With these and other sordid discoveries, Murphy, the author of ''Fortas''
and ''The Brandeis/Frankfurter Connection,'' is well positioned to take
Douglas to the mat, yet his portrait of the justice is ultimately a
positive one. At one point, a former Supreme Court law clerk is quoted on
the matter of Douglas's personal failings: ''You just have to say to
yourself, 'You know, enough people are pains in the neck who don't do
anything worthwhile in their lives.' '' This seems to be a fair statement
of Murphy's own attitude. In his 36 years on the court, Douglas was, in
Murphy's telling, a defender of the common good whose opinions on privacy,
civil liberties and the environment made him ''the one person who could
and did make a real difference in the American judicial system.'' It's
refreshing to see a biographer who can keep separate his judgments about
his subject's personal and intellectual lives. In this case, however, it's
not clear that Murphy should have been so generous.

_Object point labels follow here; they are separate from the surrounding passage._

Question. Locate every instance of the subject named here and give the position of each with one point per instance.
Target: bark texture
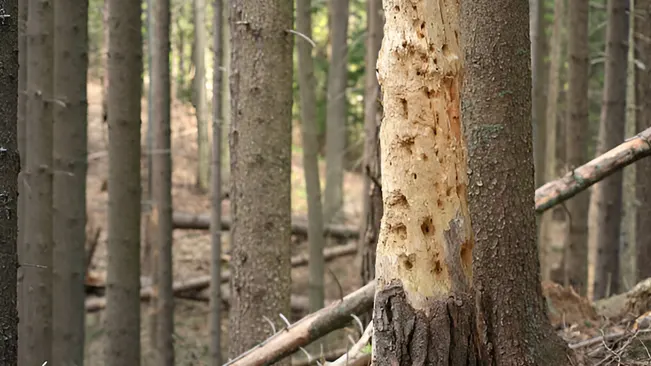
(307, 85)
(424, 308)
(161, 182)
(69, 180)
(122, 322)
(512, 314)
(9, 168)
(643, 121)
(260, 143)
(37, 318)
(606, 199)
(372, 191)
(576, 254)
(336, 109)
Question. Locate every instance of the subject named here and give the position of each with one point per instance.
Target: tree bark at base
(406, 336)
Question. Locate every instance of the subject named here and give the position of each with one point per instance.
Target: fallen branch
(581, 178)
(200, 283)
(308, 329)
(183, 220)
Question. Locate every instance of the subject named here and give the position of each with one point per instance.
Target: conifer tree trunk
(69, 180)
(125, 64)
(9, 169)
(576, 254)
(496, 111)
(606, 198)
(424, 309)
(260, 144)
(37, 318)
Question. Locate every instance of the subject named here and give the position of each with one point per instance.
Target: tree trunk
(161, 182)
(424, 309)
(69, 181)
(307, 85)
(372, 192)
(606, 199)
(9, 168)
(122, 322)
(38, 205)
(216, 188)
(203, 162)
(643, 118)
(336, 112)
(512, 313)
(576, 253)
(260, 143)
(547, 243)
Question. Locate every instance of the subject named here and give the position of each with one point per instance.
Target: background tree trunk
(9, 168)
(307, 85)
(606, 199)
(122, 319)
(336, 113)
(161, 175)
(69, 181)
(643, 119)
(576, 254)
(38, 205)
(424, 310)
(497, 112)
(260, 143)
(203, 163)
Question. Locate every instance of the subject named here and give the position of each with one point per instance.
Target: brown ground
(192, 248)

No sooner had President Franklin D. Roosevelt appointed Douglas to the
Supreme Court in 1939 than he became bored with the job. He had previously
served as the chairman of the Securities and Exchange Commission,
aggressively reforming Wall Street in the aftermath of the nation's
financial collapse. The staid court, by contrast, forced one ''to wait for
the food to come washing up to your mouth with the high tide,'' as he put
it, borrowing an image from Oliver Wendell Holmes. Antsy, he spent a great
deal of time angling to leave the court for a political position that
would give him a shot at the presidency.

Douglas's legal opinions during this period, though reliably liberal, were
often highly deferential to the government. In the 1946 case Zap v. United
States, he wrote for the court in ruling that federal contractors
automatically waive their Fourth and Fifth Amendment rights when
contracting with the government. He also sided with the majority in the
notorious 1944 Korematsu opinion affirming the constitutionality of the
wartime internment of Japanese-Americans. If a guiding jurisprudential
philosophy underlay his views, it involved, as Murphy concedes,
''determining which issues were in his own best interests, battling with
his enemies and taking positions with an eye to his political future.''

By the mid-1960's, Douglas had resigned himself to the fact that he would
never escape the court for the White House, and his judicial stance became
increasingly standoffish. This was a strange reaction if Douglas was
indeed ''the one person who could and did make a real difference in the
American judicial system,'' for the court had become solidly liberal, and
Douglas could have assumed an influential leadership role. Instead, he
distanced himself even from Hugo Black, his ally in dissent in the early
1950's, when the court was predominantly conservative. By the end of his
career, Douglas had dissented in almost 40 percent of the decisions he
faced, and in more than half of those dissents he wrote only for himself.
Because the content of these later dissents was increasingly that of a
hard-line civil libertarian, Murphy appears to see in Douglas an
ideological shift for the good.

But was this a principled transformation or just Douglas's preening,
grandstanding and iconoclasm as they manifested themselves in a liberal
environment? Murphy never attempts to explain the change in Douglas's
judicial worldview, other than to suggest that his later opinions
expressed the democratic spirit and the ''desire never to be chained in,''
which were fostered by growing up in the frontier town of Yakima. This
interpretation not only fails to account for Douglas's earlier opinions,
but it risks succumbing to the very pioneer myth that Murphy has otherwise
worked so diligently to dismiss. Absent a compelling ideological
explanation, it's hard to avoid the impression that Douglas was, on the
court as well as off, a showboat and a troublemaker, and -- as his
nickname suggests -- too wild for his own good.